Stark! Ich habe noch erlebt, wie wir mit Kanban-Karten gearbeitet haben, die eingesammelt wurden. Dann kam GM mit PPS (Pull Production System, Anm. d. Red.), später PSA mit komplett neuen Systemen. Heute haben wir im Stellantis-Konzern rund 35 Supply-Chain-Systeme, die in ein zentrales System laufen. Wir sind sehr digital aufgestellt, haben Forecasting, Visualisierung, 360-Grad-Navigationssysteme, Hochregallager mit zehn Meter Höhe, die von automatisierten Fahrzeugen gefüllt und bei Bedarf wieder ausgeräumt werden. Die Digitalisierung hat vieles verändert – zum Positiven.
Wie ist der Austausch innerhalb des internationalen Stellantis-Produktionsnetzwerks?

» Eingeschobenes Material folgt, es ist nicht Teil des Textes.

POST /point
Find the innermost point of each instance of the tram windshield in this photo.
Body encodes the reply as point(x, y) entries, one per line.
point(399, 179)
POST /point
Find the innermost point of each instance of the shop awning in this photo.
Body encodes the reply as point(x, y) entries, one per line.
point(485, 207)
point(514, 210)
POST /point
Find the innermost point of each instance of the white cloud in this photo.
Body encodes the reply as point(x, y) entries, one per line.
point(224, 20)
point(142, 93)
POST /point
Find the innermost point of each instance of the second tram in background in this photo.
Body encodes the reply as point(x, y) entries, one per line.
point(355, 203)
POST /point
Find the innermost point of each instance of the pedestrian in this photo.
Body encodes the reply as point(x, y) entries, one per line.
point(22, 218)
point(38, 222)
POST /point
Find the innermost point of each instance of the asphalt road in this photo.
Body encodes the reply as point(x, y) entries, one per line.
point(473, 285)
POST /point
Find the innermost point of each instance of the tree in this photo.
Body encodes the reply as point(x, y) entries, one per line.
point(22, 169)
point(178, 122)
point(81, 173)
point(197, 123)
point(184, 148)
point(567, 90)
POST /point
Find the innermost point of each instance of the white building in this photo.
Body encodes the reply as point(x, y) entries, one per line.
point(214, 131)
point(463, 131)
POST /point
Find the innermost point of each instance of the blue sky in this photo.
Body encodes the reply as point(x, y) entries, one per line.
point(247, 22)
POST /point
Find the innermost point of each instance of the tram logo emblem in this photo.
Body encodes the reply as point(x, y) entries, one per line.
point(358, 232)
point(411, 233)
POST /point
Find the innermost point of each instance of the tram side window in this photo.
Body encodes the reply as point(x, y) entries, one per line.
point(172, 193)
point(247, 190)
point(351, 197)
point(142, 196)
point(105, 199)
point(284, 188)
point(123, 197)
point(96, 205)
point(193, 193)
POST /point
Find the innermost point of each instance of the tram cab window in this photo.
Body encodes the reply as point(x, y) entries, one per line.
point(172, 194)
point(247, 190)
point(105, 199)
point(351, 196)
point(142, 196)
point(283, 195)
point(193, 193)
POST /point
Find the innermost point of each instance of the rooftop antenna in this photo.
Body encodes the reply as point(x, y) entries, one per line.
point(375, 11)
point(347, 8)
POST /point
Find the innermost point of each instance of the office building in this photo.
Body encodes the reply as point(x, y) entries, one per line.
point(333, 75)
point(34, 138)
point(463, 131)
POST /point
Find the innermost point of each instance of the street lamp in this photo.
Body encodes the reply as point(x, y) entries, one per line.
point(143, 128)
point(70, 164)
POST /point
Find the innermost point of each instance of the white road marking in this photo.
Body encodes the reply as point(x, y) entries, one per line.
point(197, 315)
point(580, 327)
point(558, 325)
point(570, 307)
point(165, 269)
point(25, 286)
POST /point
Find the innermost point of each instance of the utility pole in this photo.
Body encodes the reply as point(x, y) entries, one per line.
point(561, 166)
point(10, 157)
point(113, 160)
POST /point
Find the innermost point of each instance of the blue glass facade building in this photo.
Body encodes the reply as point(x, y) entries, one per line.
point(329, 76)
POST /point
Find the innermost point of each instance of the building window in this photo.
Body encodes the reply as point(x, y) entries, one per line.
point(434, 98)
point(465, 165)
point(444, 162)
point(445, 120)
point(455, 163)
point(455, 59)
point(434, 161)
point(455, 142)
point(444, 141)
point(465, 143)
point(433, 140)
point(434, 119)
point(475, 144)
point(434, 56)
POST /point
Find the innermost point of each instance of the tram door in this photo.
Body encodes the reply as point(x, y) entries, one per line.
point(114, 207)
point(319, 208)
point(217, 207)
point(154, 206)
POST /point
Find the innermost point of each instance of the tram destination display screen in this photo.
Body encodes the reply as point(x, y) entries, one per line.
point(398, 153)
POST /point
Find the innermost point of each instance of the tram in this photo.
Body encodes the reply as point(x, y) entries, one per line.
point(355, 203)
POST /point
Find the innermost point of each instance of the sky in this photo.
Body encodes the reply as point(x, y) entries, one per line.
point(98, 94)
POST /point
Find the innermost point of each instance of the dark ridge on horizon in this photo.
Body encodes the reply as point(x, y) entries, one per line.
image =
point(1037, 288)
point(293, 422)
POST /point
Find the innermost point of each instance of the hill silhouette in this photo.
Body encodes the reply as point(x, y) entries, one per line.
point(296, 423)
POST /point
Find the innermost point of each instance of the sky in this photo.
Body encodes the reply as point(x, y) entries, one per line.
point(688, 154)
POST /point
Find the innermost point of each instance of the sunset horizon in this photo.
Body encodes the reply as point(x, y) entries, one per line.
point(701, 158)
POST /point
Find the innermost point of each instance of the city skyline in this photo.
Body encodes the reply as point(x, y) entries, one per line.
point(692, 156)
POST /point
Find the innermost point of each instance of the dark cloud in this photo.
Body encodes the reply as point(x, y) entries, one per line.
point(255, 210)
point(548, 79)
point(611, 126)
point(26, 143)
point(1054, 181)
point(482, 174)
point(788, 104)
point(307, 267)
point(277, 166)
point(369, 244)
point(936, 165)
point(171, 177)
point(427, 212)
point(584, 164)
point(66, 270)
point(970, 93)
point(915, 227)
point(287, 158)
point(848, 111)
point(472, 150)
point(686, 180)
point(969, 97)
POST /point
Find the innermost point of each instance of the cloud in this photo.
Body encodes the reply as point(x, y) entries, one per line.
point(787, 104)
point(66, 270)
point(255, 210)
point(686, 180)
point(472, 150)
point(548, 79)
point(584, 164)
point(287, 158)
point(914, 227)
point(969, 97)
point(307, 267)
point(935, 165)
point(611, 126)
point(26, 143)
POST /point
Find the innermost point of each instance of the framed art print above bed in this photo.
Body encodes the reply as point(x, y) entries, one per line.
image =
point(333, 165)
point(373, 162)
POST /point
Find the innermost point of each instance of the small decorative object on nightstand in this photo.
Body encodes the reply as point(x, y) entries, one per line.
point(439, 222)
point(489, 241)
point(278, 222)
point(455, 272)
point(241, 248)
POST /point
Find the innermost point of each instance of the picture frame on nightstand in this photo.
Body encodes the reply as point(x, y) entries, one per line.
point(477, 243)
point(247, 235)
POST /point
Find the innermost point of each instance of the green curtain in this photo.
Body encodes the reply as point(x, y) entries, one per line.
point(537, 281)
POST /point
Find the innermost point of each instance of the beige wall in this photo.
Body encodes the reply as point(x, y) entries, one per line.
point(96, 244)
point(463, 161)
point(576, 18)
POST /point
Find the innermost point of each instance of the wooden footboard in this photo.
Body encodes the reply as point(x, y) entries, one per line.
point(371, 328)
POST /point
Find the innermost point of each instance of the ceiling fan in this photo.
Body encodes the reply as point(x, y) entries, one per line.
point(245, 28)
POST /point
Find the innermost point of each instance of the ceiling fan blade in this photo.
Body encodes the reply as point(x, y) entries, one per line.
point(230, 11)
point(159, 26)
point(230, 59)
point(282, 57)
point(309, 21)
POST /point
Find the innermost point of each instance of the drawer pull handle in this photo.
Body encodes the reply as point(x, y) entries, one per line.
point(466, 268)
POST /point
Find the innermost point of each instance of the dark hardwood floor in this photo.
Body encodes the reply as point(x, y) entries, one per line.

Mein Netzwerk ist exzellent. In der Transitionsphase war ich viel unterwegs – zum Beispiel in Trnava oder Sochaux. Ich habe dort selbst Kanban gefahren und Prozesse miterlebt, um sie besser bei uns implementieren zu können. So entstanden nicht nur starke Kollegenkontakte, sondern auch echte Freundschaften – vom Shopfloor bis ins Management.
Was begeistert Sie an Ihrem Job besonders?
Dass jeder Tag anders ist. Ich arbeite in tollen Teams – sowohl in Rüsselsheim als auch jetzt wieder in Eisenach. Was mich besonders stolz macht: Wenn ich in meinem Dienstwagen, dem neuen Opel Grandland, sitze, weiß ich, woher jedes Teil kommt. Ich kann sagen, dass wir in der Supply Chain dafür gesorgt haben, dass der Kunde ein qualitativ hochwertiges Fahrzeug bekommt. Das ist ein gutes Gefühl.